Он сумеет поставить себя, сумеет всякую махинацию разбить. И пожалуй, ему пока выгоднее держаться меня, зато потом… Ну, да что будет потом, мы увидим, а теперь нельзя не обратить на него внимания, очень, очень сближаться начал… И как это они не подумают, что ведь я их единственная опора, – рассуждал Миних, – что я все прикрою, все предотвращу. Уйду я, и они, пожалуй, года не продержатся. Тот же Бирон, если они не успеют ему голову снять, из-под земли явится и им шею свернет… Но что же делать? Насильно мил не будешь. Надоело их беречь да от них же и неприятности получать. Поеду к себе в Гостилицы сажать репу. Это лучше будет! Пусть себе сами повозятся, тогда увидят и, пожалуй, ко мне же кланяться придут!.. А на Зацепина нужно обратить внимание… большое внимание делать следует…» – заключил Миних, собираясь ехать к принцессе Анне Леопольдовне с докладом о своей отставке.

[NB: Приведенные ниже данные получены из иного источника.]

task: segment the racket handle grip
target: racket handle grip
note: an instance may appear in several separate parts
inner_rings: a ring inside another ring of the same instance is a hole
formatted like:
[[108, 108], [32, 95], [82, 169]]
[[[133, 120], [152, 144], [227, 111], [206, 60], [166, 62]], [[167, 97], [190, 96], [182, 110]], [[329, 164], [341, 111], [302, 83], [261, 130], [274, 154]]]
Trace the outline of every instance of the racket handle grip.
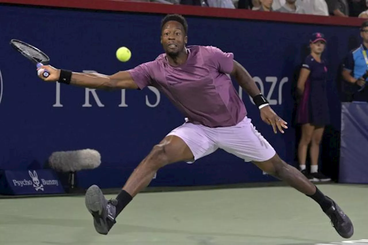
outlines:
[[[41, 66], [43, 65], [43, 64], [40, 62], [38, 63], [37, 63], [37, 68], [39, 68]], [[49, 76], [49, 75], [50, 75], [50, 73], [49, 73], [49, 72], [47, 70], [45, 70], [43, 71], [43, 73], [42, 73], [42, 76], [43, 76], [43, 77], [47, 78]]]

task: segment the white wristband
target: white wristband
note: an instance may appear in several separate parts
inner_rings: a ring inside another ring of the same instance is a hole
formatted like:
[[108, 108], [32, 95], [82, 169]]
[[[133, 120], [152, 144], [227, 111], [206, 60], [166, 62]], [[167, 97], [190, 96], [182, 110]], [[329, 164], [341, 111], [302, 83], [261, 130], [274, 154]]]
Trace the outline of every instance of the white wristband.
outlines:
[[268, 105], [269, 105], [270, 104], [268, 103], [266, 104], [263, 104], [263, 105], [261, 105], [258, 107], [258, 108], [260, 110], [265, 107], [266, 107]]

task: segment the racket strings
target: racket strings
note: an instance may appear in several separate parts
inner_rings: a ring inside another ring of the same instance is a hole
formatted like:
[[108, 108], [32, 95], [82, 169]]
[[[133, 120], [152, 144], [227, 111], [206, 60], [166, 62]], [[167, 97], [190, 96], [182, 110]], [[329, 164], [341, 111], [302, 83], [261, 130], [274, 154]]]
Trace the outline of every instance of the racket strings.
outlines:
[[39, 51], [35, 50], [34, 48], [28, 47], [22, 43], [14, 44], [15, 46], [20, 50], [22, 52], [28, 55], [29, 55], [34, 59], [38, 60], [39, 62], [47, 60], [48, 58], [43, 55]]

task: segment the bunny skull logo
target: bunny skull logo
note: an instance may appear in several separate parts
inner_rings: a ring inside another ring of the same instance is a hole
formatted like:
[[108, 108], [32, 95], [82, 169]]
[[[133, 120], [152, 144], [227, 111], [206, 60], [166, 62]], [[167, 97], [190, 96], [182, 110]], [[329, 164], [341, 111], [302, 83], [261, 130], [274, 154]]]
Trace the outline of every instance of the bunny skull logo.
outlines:
[[32, 178], [32, 181], [33, 182], [33, 187], [35, 187], [36, 190], [38, 191], [40, 190], [43, 191], [44, 190], [43, 185], [40, 184], [40, 180], [38, 179], [38, 176], [37, 176], [37, 173], [36, 172], [36, 170], [33, 170], [33, 173], [30, 170], [28, 171], [28, 172], [29, 174], [29, 176]]

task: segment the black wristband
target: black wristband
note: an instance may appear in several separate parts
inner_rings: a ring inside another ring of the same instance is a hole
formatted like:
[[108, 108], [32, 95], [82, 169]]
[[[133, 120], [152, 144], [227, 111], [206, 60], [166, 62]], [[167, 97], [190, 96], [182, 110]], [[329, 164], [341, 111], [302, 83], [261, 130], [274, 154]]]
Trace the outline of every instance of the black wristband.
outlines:
[[61, 83], [70, 84], [70, 79], [71, 79], [71, 71], [67, 70], [60, 70], [60, 77], [59, 78], [59, 82]]
[[265, 97], [262, 94], [259, 94], [253, 97], [253, 100], [254, 104], [259, 109], [263, 107], [262, 106], [262, 105], [264, 106], [263, 105], [265, 105], [269, 104], [267, 99], [265, 98]]

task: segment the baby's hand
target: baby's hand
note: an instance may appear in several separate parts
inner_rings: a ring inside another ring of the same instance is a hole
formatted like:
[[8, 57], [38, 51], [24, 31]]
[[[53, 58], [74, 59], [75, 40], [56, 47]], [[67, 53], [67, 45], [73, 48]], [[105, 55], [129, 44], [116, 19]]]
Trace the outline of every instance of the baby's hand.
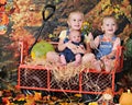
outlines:
[[94, 40], [90, 40], [90, 47], [94, 48], [94, 49], [96, 49], [98, 46], [95, 44]]
[[74, 45], [70, 40], [66, 43], [66, 47], [69, 48], [70, 50], [76, 49], [76, 45]]

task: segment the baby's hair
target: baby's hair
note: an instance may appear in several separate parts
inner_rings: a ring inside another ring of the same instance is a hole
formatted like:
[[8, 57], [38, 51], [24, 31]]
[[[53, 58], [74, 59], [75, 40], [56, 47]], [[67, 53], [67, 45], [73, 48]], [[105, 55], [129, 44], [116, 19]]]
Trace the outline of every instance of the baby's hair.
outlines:
[[72, 16], [74, 13], [79, 13], [82, 18], [85, 16], [85, 14], [84, 14], [81, 11], [79, 11], [79, 10], [73, 10], [73, 11], [70, 11], [70, 13], [69, 13], [69, 15], [68, 15], [68, 20], [70, 19], [70, 16]]
[[102, 18], [101, 24], [103, 24], [103, 20], [105, 20], [105, 19], [113, 19], [114, 22], [116, 22], [117, 25], [118, 25], [118, 21], [117, 21], [117, 19], [116, 19], [113, 15], [105, 15], [105, 16]]

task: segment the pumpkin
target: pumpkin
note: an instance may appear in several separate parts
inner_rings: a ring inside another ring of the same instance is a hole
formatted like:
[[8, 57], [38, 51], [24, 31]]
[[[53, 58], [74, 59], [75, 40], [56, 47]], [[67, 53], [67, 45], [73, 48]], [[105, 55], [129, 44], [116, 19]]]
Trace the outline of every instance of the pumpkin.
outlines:
[[130, 90], [121, 94], [119, 103], [120, 105], [132, 105], [132, 93], [130, 92]]
[[32, 59], [45, 59], [46, 54], [48, 51], [55, 51], [54, 46], [50, 44], [48, 42], [41, 40], [36, 43], [32, 50], [31, 50], [31, 57]]

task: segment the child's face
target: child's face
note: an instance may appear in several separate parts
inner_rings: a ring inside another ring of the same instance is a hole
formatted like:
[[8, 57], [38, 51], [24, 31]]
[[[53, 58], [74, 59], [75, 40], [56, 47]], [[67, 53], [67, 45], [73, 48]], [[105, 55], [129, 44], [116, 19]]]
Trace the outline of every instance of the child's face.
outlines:
[[80, 30], [84, 21], [84, 15], [81, 13], [72, 13], [67, 21], [70, 30]]
[[75, 43], [80, 43], [81, 37], [79, 32], [70, 32], [69, 39]]
[[102, 23], [102, 30], [105, 31], [105, 34], [113, 35], [117, 31], [117, 22], [112, 18], [106, 18], [103, 19]]

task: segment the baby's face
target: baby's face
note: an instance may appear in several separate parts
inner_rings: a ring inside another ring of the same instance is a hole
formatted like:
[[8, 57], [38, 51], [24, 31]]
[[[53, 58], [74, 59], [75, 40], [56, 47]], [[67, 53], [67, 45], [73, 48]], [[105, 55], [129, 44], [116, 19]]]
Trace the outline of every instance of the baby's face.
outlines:
[[75, 43], [80, 43], [81, 40], [80, 33], [78, 32], [72, 32], [69, 35], [69, 38], [72, 42], [75, 42]]
[[69, 16], [68, 25], [72, 30], [80, 30], [84, 22], [82, 15], [80, 13], [73, 13]]
[[116, 20], [113, 20], [112, 18], [106, 18], [103, 20], [102, 28], [106, 34], [114, 34], [114, 32], [117, 31]]

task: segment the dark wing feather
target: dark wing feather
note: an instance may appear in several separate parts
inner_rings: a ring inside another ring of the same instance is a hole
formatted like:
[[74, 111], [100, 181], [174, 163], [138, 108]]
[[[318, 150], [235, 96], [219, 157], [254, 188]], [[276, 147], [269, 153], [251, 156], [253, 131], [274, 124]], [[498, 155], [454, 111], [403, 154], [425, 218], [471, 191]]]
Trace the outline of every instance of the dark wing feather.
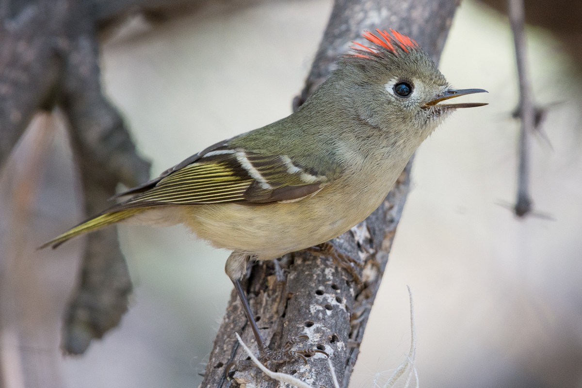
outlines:
[[317, 173], [313, 169], [308, 170], [296, 165], [284, 155], [263, 155], [220, 145], [126, 191], [138, 194], [115, 209], [294, 201], [316, 193], [341, 175], [338, 166], [331, 166], [331, 173]]

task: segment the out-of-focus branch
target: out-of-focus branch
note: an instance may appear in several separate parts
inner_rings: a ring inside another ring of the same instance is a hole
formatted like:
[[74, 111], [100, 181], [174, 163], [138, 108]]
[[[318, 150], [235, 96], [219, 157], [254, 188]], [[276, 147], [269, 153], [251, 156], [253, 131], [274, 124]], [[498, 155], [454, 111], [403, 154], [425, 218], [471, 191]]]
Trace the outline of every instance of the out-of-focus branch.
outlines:
[[514, 211], [523, 217], [531, 211], [530, 195], [530, 147], [531, 135], [535, 123], [535, 111], [530, 86], [527, 60], [526, 58], [525, 13], [523, 0], [508, 0], [509, 21], [513, 31], [516, 63], [519, 80], [519, 113], [520, 126], [518, 143], [517, 193]]
[[[62, 107], [91, 213], [107, 205], [118, 183], [146, 180], [150, 166], [102, 94], [94, 5], [89, 0], [5, 2], [0, 23], [0, 165], [35, 112]], [[75, 353], [116, 325], [127, 308], [131, 286], [114, 231], [89, 239], [81, 273], [64, 329], [65, 350]]]
[[[363, 30], [399, 30], [414, 37], [438, 62], [457, 5], [455, 0], [336, 0], [305, 88], [294, 105], [298, 106], [308, 98], [329, 75], [338, 55]], [[336, 249], [361, 263], [361, 268], [354, 270], [364, 280], [363, 287], [329, 258], [315, 257], [306, 251], [287, 255], [275, 262], [255, 264], [251, 272], [247, 294], [271, 348], [326, 352], [340, 386], [347, 386], [357, 357], [408, 193], [410, 169], [409, 163], [377, 210], [332, 240]], [[278, 383], [264, 380], [261, 372], [240, 361], [247, 355], [239, 348], [235, 332], [240, 334], [246, 343], [254, 344], [233, 292], [201, 386], [244, 383], [261, 388], [276, 386]], [[308, 359], [307, 364], [297, 358], [269, 367], [312, 386], [333, 386], [325, 356], [315, 353]]]

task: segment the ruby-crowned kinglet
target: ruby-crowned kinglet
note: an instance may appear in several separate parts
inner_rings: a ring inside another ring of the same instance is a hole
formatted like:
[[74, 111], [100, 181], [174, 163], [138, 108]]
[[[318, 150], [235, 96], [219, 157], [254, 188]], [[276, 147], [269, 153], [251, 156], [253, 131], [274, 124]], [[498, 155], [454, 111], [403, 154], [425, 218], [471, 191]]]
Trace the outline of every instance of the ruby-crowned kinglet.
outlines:
[[452, 89], [430, 57], [396, 31], [365, 31], [290, 116], [212, 145], [140, 186], [129, 199], [41, 247], [119, 222], [182, 223], [232, 251], [226, 272], [263, 347], [240, 286], [247, 260], [321, 244], [364, 220], [410, 156], [458, 108], [438, 104], [486, 91]]

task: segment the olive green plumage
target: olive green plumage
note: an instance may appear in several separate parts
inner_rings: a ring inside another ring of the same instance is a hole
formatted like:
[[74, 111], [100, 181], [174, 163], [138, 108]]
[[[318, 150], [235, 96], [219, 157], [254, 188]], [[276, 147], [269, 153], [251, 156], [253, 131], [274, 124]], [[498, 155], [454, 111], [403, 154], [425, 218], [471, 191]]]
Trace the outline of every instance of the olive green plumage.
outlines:
[[445, 117], [485, 105], [439, 104], [485, 91], [452, 89], [416, 42], [377, 33], [365, 32], [372, 44], [356, 43], [297, 112], [122, 193], [130, 198], [43, 247], [119, 222], [182, 223], [233, 251], [226, 271], [244, 298], [238, 281], [249, 258], [273, 259], [349, 229], [381, 202]]

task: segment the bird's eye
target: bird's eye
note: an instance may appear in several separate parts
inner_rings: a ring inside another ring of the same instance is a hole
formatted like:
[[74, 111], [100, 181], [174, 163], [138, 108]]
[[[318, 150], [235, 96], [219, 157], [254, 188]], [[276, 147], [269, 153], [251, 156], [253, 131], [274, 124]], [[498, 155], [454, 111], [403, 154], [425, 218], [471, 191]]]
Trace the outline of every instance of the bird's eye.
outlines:
[[412, 92], [412, 85], [407, 82], [399, 82], [394, 86], [394, 92], [401, 97], [407, 97]]

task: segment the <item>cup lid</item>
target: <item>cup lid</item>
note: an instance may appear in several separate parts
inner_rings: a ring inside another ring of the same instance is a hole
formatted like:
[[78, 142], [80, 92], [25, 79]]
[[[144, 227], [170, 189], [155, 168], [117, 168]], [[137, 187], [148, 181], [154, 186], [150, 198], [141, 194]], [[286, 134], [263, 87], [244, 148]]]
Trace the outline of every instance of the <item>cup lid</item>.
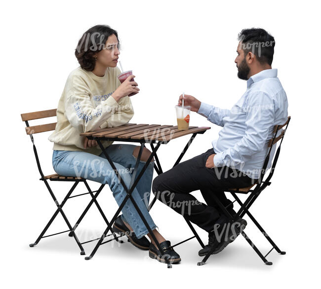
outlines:
[[186, 109], [191, 109], [191, 106], [185, 106], [184, 107], [182, 107], [182, 106], [178, 106], [178, 105], [176, 105], [175, 106], [175, 108], [185, 108]]
[[121, 72], [120, 74], [118, 74], [117, 75], [118, 77], [119, 77], [120, 76], [122, 75], [122, 74], [125, 74], [127, 73], [128, 72], [130, 72], [130, 74], [132, 74], [133, 73], [133, 71], [132, 70], [127, 70], [127, 71], [124, 71], [123, 72]]

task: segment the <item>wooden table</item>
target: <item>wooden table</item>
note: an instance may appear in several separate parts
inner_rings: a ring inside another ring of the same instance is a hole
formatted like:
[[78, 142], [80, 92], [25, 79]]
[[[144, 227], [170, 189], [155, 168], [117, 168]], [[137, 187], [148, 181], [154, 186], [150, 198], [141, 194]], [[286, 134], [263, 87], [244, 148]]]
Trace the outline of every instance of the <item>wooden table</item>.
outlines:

И точно, князь Андрей Васильевич, руководствуемый и напутствуемый советами дяди, которого Анна Леопольдовна без всякой церемонии величала своим дядюшкой, заставлял говорить, что «внимание делать следует». Он сближался с принцессой заметно. Она уже не называла его графом, которого, видимо, начинала забывать. Он был ежедневным гостем или у нее, или у Юлианы, и, видимо, гостем приятным. Когда он опаздывал, принцесса беспокоилась; когда он был на службе, она скучала. Семейство Миниха, окружавшее принцессу и Юлиану Менгден, видимо, его поддерживало. Приезд Линара не мог быть для них желателен, так как Линар, естественно, был бы горячим противником прусского союза, за который стоял фельдмаршал; стало быть, Линар неминуемо должен бы стать их врагом. Зацепин другое дело. Он пока не имел значения в политике, стало быть, отнесется к предположению о таком союзе совершенно безучастно. Косо смотрел на сближение с правительницей молодого князя Зацепина граф Андрей Иванович Остерман. Даже на праздник князя Андрея Дмитриевича не поехал, хотя Андрей Дмитриевич давал праздник в своем загородном доме на Аптекарском острове, по секрету от племянника, под таинственным наименованием «купанье нимф». Андрей Иванович куда как любил такого рода праздники Андрея Дмитриевича и никогда не манкировал ими. Бывало, полумертвым себя везти велит. Но теперь какой тут праздник, когда фавора добиваются, в Бироны лезут, с Минихами одну игру ведут! Положим – не дядя; да ведь черта в ступе не разберешь: дядя ли учит племянника или племянник мутит дядю? Черт все остается чертом, как его ни малюй. Войдет в фавор этот мальчишка, русские вперед полезут. Пойдут Белозерские да Вадбольские, как при блаженной памяти Петра II, когда Долгорукие силу взяли, пошли Голицыны да Головкины, а это нашим немцам не рука.